Friday, May 28, 2010

Student Develops Social Life iPhone App

Steve Sweeney ’10 unveiled his thesis project in front of a packed auditorium in Thayer Thursday evening. After a week of sending out self-call blitzes explaining how much time he spent in the library and reminding everyone how good a student he is because he wrote a thesis, Sweeney unveiled his thesis project, a new iPhone app.

The app, Hand2Face, is a carefully crafted to help manage social lives and conversation for students who are too busy on their iPhone to pay attention to their friends who are usually in their direct vicinity and trying to engage them in conversation. The product mission states, “to eliminate all douchiness associated with using an iPhone in social spaces.” 


Sweeney developed the app in response to the recent trend of iGnoring, where students choose to interact with their iPhones instead of actual people who are standing only a few feet away. iGnoring can often spread through a group of friends so that multiple students in a group choose to iGnore  each other instead of talking to each other. 

Sweeney explained the innovation of his product, “This goes a step beyond Facebook and blitz by allowing people to completely maintain a normal social life while replacing all face to face interaction.”

Through extensive testing, Sweeney learned that Hand2Face can eliminate 83% of conversation in a circle of freshmen sitting on the green as opposed to only 72% eliminated by the control group, regular iPhones and Blackberries.

Craig Maddux ’13 was excited about the new app, “This completely revolutionizes social interaction.
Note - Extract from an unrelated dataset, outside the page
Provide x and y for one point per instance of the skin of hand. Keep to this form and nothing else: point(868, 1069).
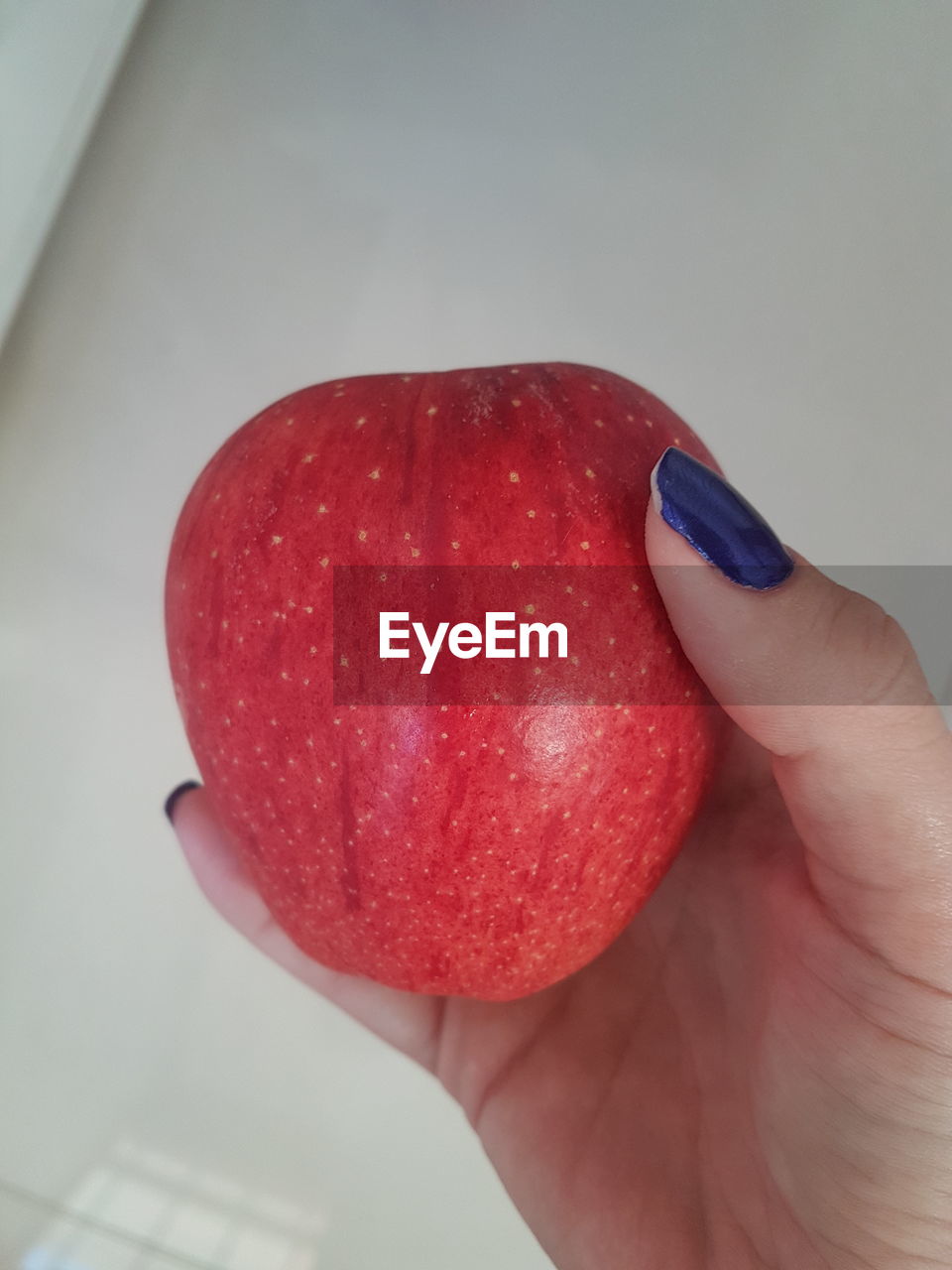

It should eliminate those awkward moments in line at the Hop when my weird trippee or that girl I hooked up with during orientation is in line behind me. Now I don’t need to pretend that I don’t see them because I’m texting, I can just Hand2Face them. It should also really help my game in frat basements in the awkward period before I've been drinking.”

However, not all students were open to Hand2Face. Julia Davenport ’11 complained while standing at a blitz terminal, “You just can’t replace face to face interaction with some stupid iPhone application.” Sources confirmed that Davenport does not have an iPhone. 

Big Green Marketing, a resume company founded by two ‘11s, was hired to promote the new app. Although preliminary, the leading slogan is “Looking like a tool? There’s an app for that!” 

Sweeney is already developing new app that removes the “Sent from my iPhone” tag from blitzes, for those who haven’t figured it out yet, to further reduce douchiness in addition to several Dartmouth specific apps such as a DBA to Real Money Converter, Pong Line Tracker (including bump prediction percentages by class year), and Where’s the Sun God?